Hi,
I’m adapting the DCGAN models from the PyTorch examples and had a problem saving and loading the parameters.
Specifically, when I saved the parameters and then read them back in at a later stage, I would get a different output for a consistent input.
I debugged and found what I believed to be the problem, however I’m not sure of the cause. I am using a loop to define hidden layers of the MLP (I’m not using the conv nets):
self.nhl = 4
self.nh = [2, 2, 2, 2]
self.fc = []
for i in range(self.nhl-1):
self.fc.append(nn.Linear(self.nh[i], self.nh[i+1]))
which gave the following output on repeated executions of the program (with a model saved earlier):
jordan [ src ] $ python main.py
First layer --> 0.0268119424582 0.0
hidden layer --> 0.0
hidden layer --> 0.558199584484
hidden layer --> 0.203323662281
output --> 0.305809795856 -0.139149516821 0.538217186928
jordan [ src ] $ python main.py
First layer --> 0.0268119424582 0.0
hidden layer --> 0.0
hidden layer --> 0.45568972826
hidden layer --> 0.0742047131062
output --> 0.425929844379 -0.366338938475 0.542093634605
jordan [ src ] $ python main.py
First layer --> 0.0268119424582 0.0
hidden layer --> 0.0
hidden layer --> 0.0
hidden layer --> 0.460717827082
output --> 0.345742940903 -0.0932856351137 0.694804787636
Note that the outputs at each of the layers changes on each execution (I confirmed the parameters loaded are all consistent on each iteration).

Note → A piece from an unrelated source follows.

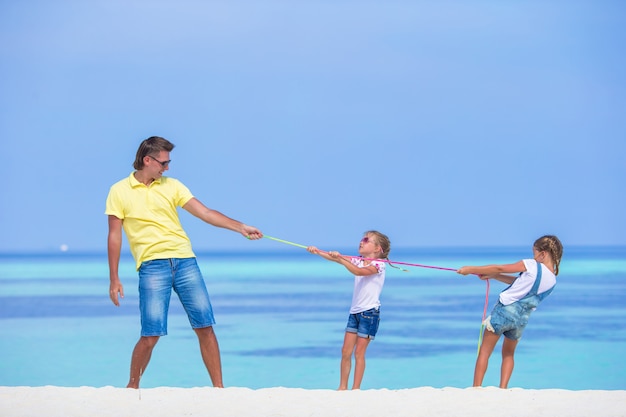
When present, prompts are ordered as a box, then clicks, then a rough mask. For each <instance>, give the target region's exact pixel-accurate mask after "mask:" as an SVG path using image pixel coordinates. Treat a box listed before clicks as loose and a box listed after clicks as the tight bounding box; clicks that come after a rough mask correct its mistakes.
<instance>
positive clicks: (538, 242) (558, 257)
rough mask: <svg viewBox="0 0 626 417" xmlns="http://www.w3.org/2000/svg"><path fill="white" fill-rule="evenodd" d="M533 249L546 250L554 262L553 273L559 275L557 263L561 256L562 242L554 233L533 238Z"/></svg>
mask: <svg viewBox="0 0 626 417" xmlns="http://www.w3.org/2000/svg"><path fill="white" fill-rule="evenodd" d="M533 246H534V247H535V249H537V250H538V251H540V252H544V251H545V252H548V253H549V254H550V257H551V258H552V262H554V275H559V264H560V263H561V257H563V244H562V243H561V241H560V240H559V238H558V237H556V236H554V235H545V236H541V237H540V238H539V239H537V240H535V243H534V244H533Z"/></svg>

Forward is implemented as:
x = F.relu(self.input(_input))
print 'First layer -->', x.data[0][0], x.data[0][1]
for i in range(self.nhl-1):
x = F.relu(self.fc[i]((x)))
print 'hidden layer -->', x.data[0][0]
output = self.output(x)
If I unroll the loops then it produces consistent output. Is there a bug in my loop or is there a reason you can’t use loops to define hidden layers?